In 1980, Psion Software was founded by David Potter.
EPOC16. Psion released several Series 3 devices from 1991 to 1998 which used the EPOC16 OS, also known as SIBO.
EPOC OS Releases 13. The Series 5 device, released in 1997, used the first iterations of the EPOC32 OS.
EPOC Release 4. Oregon Osaris and Geofox 1 were released using ER4.
In 1998, Symbian Ltd. was formed as a partnership between Ericsson, Nokia, Motorola and Psion, to explore the convergence between PDAs and mobile phones.
EPOC Release 5 a.k.a. Symbian OS v5. Psion Series 5mx, Series 7, Psion Revo, Psion Netbook, netPad, Ericsson MC218 were released in 1999 using ER5.
ER5u a.k.a. Symbian OS v5.1. u Unicode. The first phone, the Ericsson R380 was released using ER5u in 2000. It was not an 'open' phone - software could not be installed. Notably, a number of never released Psion prototypes for next generation PDAs, including a Bluetooth Revo successor codenamed Conan were using ER5u.
Symbian OS v6.0 and v6.1. Sometimes called ER6. The first 'open' Symbian OS phone, the Nokia 9210, was released on 6.0.

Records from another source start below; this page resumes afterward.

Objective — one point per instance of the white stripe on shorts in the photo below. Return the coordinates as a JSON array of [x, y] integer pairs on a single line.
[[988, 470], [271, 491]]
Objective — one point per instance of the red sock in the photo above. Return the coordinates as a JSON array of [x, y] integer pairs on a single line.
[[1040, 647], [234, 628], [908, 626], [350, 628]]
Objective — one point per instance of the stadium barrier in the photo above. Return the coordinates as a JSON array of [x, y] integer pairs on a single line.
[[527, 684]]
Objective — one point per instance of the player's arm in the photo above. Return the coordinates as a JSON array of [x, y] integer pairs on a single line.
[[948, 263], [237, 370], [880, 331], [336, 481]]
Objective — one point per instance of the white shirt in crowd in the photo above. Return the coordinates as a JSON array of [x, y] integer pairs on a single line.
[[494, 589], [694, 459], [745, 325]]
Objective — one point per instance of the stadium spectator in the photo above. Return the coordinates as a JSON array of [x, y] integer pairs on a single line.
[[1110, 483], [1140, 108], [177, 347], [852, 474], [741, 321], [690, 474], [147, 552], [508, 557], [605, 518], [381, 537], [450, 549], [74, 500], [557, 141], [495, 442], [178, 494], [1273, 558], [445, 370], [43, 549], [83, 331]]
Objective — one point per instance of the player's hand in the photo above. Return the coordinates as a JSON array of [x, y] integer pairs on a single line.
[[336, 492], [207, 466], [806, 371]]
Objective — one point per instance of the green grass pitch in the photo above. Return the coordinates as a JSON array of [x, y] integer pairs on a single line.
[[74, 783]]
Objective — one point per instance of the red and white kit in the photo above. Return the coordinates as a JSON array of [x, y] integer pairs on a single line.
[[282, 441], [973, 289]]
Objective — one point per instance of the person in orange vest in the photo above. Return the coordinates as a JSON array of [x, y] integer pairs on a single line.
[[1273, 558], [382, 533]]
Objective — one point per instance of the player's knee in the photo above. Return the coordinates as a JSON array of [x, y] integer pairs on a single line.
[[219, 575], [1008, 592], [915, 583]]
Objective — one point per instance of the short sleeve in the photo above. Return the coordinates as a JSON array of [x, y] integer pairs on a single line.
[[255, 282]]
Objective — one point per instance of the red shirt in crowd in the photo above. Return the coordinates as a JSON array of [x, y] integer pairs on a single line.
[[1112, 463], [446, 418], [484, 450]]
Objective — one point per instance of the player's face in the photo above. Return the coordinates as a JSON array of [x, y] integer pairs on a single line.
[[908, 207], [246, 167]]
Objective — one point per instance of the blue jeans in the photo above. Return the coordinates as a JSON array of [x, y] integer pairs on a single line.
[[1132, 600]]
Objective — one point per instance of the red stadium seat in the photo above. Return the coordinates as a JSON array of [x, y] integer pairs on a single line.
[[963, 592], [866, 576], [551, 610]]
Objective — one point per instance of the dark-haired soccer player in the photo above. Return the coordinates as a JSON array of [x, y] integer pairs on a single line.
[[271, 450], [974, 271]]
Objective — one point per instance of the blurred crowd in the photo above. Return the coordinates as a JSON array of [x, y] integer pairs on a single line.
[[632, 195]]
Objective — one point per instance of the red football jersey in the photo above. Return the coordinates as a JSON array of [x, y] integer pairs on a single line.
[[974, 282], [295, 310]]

Symbian OS v7.0 and v7.0s. First shipped in 2003. This is an important Symbian release which appeared with all contemporary user interfaces including UIQ (Sony Ericsson P800, P900, P910, Motorola A925, A1000), Series 80 (Nokia 9300, 9500), Series 90 (Nokia 7710), Series 60 (Nokia 6600, 7310) as well as several FOMA phones in Japan.
In 2004, Psion sold its stake in Symbian.
Also in 2004, the first worm for mobile phones using Symbian OS, Cabir, was developed, which used Bluetooth to spread itself to nearby phones. See Cabir and Symbian OS threats.
Symbian OS v8.0. First shipped in 2004, one of its advantages would have been a choice of two different kernels (EKA1 or EKA2). However, the EKA2 kernel version did not ship until SymbianOS v8.1b. The kernels behave more or less identically from user-side, but are internally very different. EKA1 was chosen by some manufacturers to maintain compatibility with old device drivers, whilst EKA2 offered advantages such as a hard real-time capability. v8.0b was deproductized in 2003.
Symbian OS v8.1. Basically a cleaned-up version of 8.0, this was available in 8.1a and 8.1b versions, with EKA1 and EKA2 kernels respectively. The 8.1b version, with EKA2's single-chip phone support but no additional security layer, was popular among Japanese phone companies desiring the realtime support but not allowing open application installation.